Em um samba-emblema, que é uma benção, Vinícius de Moraes ensina que para fazer um samba com beleza “é preciso um bocado de tristeza, senão não se faz um samba não.

O que une essas notas poéticas no carnaval de 2023? 

É Carnaval, mas a tristeza de quem é alcançado pela ausência de políticas públicas é perene. Desde que o Brasil é Brasil, é assim.
 
Mas é culpa das chuvas? Não. É ausência do estado. É ausência de compromisso de quem lucra com a natureza. É a ausência de democracia na repartição dos lucros ambientais. É ditadura na repartição de prejuízos climáticos.
 
A lágrima clara sobre a pele escura é uma denúncia porque as chuvas derrubam, soterram e levam sempre os mesmos barracos.
 
A vulnerabilidade é escancarada, daí a última COP, conferência do clima, reclamar perdas e danos como medida de reparação para com quem mais sofre como afetados por eventos climáticos extremos: no mundo, os países do sul global. No Brasil, negros, indígenas, quilombolas, moradores de encostas e favelas. 

Ainda sem que fossem divulgadas as fotos das vítimas, é fácil imaginar sua identidade, já que as vítimas são sempre as mesmas. Essa tragédia do litoral de São Paulo mudará um pouco essa constatação, tendo em vista que além das vítimas tradicionais, turistas também foram afetados.
 

A culpa não é da natureza, ela apenas responde à maneira que é afetada. 

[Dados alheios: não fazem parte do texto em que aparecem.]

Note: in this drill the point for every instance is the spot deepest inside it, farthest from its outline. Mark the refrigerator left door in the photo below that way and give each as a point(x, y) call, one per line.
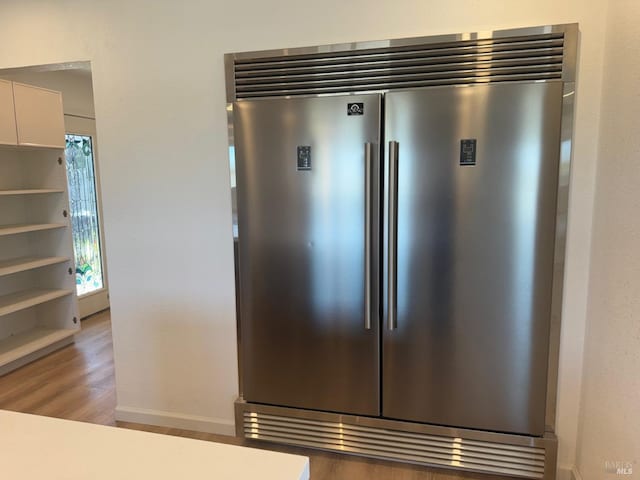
point(301, 166)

Foi assim com o terremoto que matou mais de 40 mil pessoas na Síria e na Turquia agora; foi assim em Petrópolis ano passado e sempre será. 

O dedo humano sobre a natureza é a denúncia do desenvolvimentismo sem preocupação com quem mais precisa. É, ainda, o reflexo da falta de medidas públicas e orçamento específico para a prevenção desses eventos.
 
É o primeiro Carnaval pós pandemia, mas ainda assim a contagiante euforia que a festa provoca não pode ser antídoto para visibilidade das ausências que o país enfrenta, especialmente advindas da necessidade de garantias mínimas como moradia digna, saúde de qualidade, transporte eficiente, água potável, sistema de esgoto nos padrões recomendados e o sorriso fácil de quem pode esquecer os problemas nas festas momescas.  

A tristeza cantada por Vinícius de Moraes é uma ressonância ao que cientistas vem entoando como samba de uma nota só: é preciso orçamento, transversalidade de políticas públicas e, sobretudo, diálogo permanente com a ciência.
 
Esta tragédia foi um ensaio, um prelúdio de uma tragédia anunciada pelos especialistas das mais diversas áreas (interdisciplinar como deve ser).
 
Enquanto não houver destaque para o trinômio ciência-orçamento-vontade política, o desfile apoteótico, em marcha fúnebre, receberá nota 10.

Diego Pereira  é procurador Federal (AGU). Autor de vidas interrompidas pelo Mar de Lama (Lumen Juris-2ª ed). Doutorando em Direito na UnB. Mestre em Direitos Humanos e Cidadania. Pesquisas desastres, barragens, mudanças e litígios climáticos, racismo ambiental e justiça climática.